A long time ago, in the far off distant past of the year 1998, I read in a magazine about something that seemed inconceivable at the time. A fighting game that advertised making your own characters with custom move sets. My friend and I anxiously awaited the release of this fabled game, and resulted in both of us trading in a pile of games to get Fighter Maker. Quickly learning the gravity of our mistake, we were introduced to a bland fighter with dull characters and a move editing mode too much for our young minds to handle. It was a costly lesson that “maker” games would either be too obtuse to understand or too simple to enjoy, a prejudice I’d hold onto until Nintendo did it right with Super Mario Maker.
Block Quest Maker takes the Mario Maker mold and crams into it a top-down dungeon puzzle adventure akin to the Legend of Zelda. Choosing to play through pre-made levels first, I received a good introduction into how general movement, weapons, bombs, levers, doors, monsters, and water work together. This also contextualized to me how the different creation tools come together to build a cohesive level.
Creating a level is surprisingly straightforward and simple. One can be produced within minutes if not attempting an overly complex puzzle or stretching the limits of what can be placed on screen. You’re given the option between several different map sizes and placed on a grid with clear instruction on how tying items together work, and then left to create. One exception souring the experience beyond these concerns is a questionable use of an in-game currency. It works by requiring currency to purchase build elements, earnable by tacking-on an entry fee on levels you create and charging those who might want to play it. In practice it didn’t affect my overall experience, but felt a little off-putting.

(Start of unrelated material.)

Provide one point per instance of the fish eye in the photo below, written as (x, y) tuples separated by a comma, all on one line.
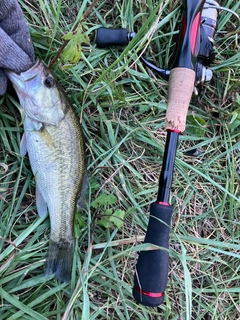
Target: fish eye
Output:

Beyond the developer creations, the meat of the experience will be exploring the user generated levels, which is cause for alarm given that there’s currently only seventy total player creations. Some entertaining ideas are explored in a portion of these levels, such as a trio of obstacle courses or another attempting its best Gauntlet cosplay. Clear thought was put into how both to search for and find levels, with tags and sort options to help curate a search. But the lack of player base to create levels makes them meaningless, and you can’t go into this expecting a robust offering to keep you engaged.
The replayability, no matter how good the core gameplay is, lives and dies by how robust the community around the set of tools and how engaged they are in producing new levels. This is something I fear will be dead on arrival unless effort to connect the Switch community to other platforms is done in the future. For the asking price and the amount of developer-made levels available at purchase, Block Quest Maker is still perfectly enjoyable in short bursts, and better yet if you have a creative bone that you want to itch by making your own adventures. Just don’t expect a long tail of community driven content like some of its more well-known contemporaries.